US to launch Amazon-wide pact to reduce deforestation: Blinken

During visit to Colombia, Blinken announces initiative that will include financial support for protected areas.

The pact would 'provide actionable information to companies so that they can really reduce their reliance on deforestation,' Blinken says [Luisa Gonzalez/Reuters]

US Secretary of State Antony Blinken has announced that the United States will soon launch an Amazon-wide regional pact to reduce deforestation, a significant contributor to climate change.

On a visit to Colombia, ahead of next week’s high-stakes United Nations climate summit in Glasgow, Blinken toured a greenhouse in Bogota’s botanical gardens on Thursday, where he saw US-backed projects to encourage chocolate, tourism and other industries that offer an alternative to logging.

“By conserving Colombia’s forests, promoting more sustainable agriculture, we can make major strides in dealing with the climate crisis as well,” he said.

Blinken said the US would finalise “in the coming days” a “new regional partnership specifically focused on addressing commodity-driven deforestation”.

The initiative will “provide actionable information to companies so that they can really reduce their reliance on deforestation,” Blinken said.

He added that the pact would also include financial support to help manage protected Indigenous areas and support the livelihood of farmers.

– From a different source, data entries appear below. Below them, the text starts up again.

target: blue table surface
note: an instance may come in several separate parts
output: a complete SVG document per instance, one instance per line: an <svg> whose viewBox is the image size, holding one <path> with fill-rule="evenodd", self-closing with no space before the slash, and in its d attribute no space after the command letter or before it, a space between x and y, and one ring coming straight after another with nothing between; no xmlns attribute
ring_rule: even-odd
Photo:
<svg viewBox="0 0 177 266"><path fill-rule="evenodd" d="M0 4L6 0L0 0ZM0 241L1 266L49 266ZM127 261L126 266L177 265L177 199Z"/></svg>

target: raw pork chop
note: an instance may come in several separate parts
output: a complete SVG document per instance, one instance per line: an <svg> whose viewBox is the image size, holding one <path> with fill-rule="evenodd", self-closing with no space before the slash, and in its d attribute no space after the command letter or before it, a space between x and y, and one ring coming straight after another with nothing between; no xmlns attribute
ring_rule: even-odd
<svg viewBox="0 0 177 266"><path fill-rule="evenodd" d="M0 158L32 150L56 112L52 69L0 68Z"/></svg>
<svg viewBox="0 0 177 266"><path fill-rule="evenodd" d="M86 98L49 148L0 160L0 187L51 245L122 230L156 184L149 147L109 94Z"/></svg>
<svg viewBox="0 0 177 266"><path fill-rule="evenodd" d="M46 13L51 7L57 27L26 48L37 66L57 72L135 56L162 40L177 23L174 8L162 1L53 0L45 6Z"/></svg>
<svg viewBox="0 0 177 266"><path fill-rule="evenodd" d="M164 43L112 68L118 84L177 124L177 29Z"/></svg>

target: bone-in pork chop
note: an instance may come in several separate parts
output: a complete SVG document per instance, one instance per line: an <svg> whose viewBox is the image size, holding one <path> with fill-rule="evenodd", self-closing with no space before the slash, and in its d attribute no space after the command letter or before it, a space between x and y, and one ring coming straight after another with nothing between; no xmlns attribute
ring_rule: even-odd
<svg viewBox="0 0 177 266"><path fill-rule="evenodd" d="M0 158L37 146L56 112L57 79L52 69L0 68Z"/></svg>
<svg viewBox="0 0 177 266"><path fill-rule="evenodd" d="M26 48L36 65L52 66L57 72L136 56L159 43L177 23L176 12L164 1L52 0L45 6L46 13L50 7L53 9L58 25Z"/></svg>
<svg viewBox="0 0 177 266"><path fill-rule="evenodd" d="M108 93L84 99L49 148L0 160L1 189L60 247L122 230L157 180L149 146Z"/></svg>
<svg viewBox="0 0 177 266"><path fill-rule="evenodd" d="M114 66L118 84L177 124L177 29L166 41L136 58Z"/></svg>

Rainforests are crucial for the environment because they serve as huge carbon sinks, but greenhouse gas emissions from burning and industrial-scale agriculture in the Amazon account for higher total annual emissions than those of Italy or Spain.

By far the largest Amazon nation is Brazil, where President Jair Bolsonaro has championed big agriculture in the forest.

President Joe Biden’s administration has been courting Brazil ahead of the COP26 summit in Glasgow in hopes of making progress, with Blinken declining during his Bogota visit to answer a question about concerns on Bolsonaro’s record.

Colombia, a close US ally, has some of the most ambitious climate goals in Latin America, with President Ivan Duque aiming for zero deforestation by 2030.

Blinken, who hailed Duque during his visit despite criticism by some on the US left of his record on police brutality, said that the president has shown “remarkable leadership” on climate and that “Team Colombia is very much present” ahead of Glasgow.

“The core focus of this trip for me, my first trip to South America as secretary of state is how we can make democracies deliver for our people,” he said. “That is our common challenge. It’s our common responsibility. And that’s true in our countries and it’s true across the hemisphere.”

Blinken called for global cooperation to confront common challenges, including climate change.

“No country, no group of countries even, can do enough alone to limit the Earth’s warming to 1.5 degrees Celsius, which the science tells us is our ceiling, if we want to avoid catastrophe,” he said.

Earlier on Thursday, the Biden administration released a series of reports from US intelligence and security agencies sounding the alarm about the threats that the effects of climate change pose to global stability and US national security.

“We assess that climate change will increasingly exacerbate risks to US national security interests as the physical impacts increase and geopolitical tensions mount about how to respond to the challenge,” the Office of the Director of National Intelligence said in the first-ever National Intelligence Estimate on Climate Change.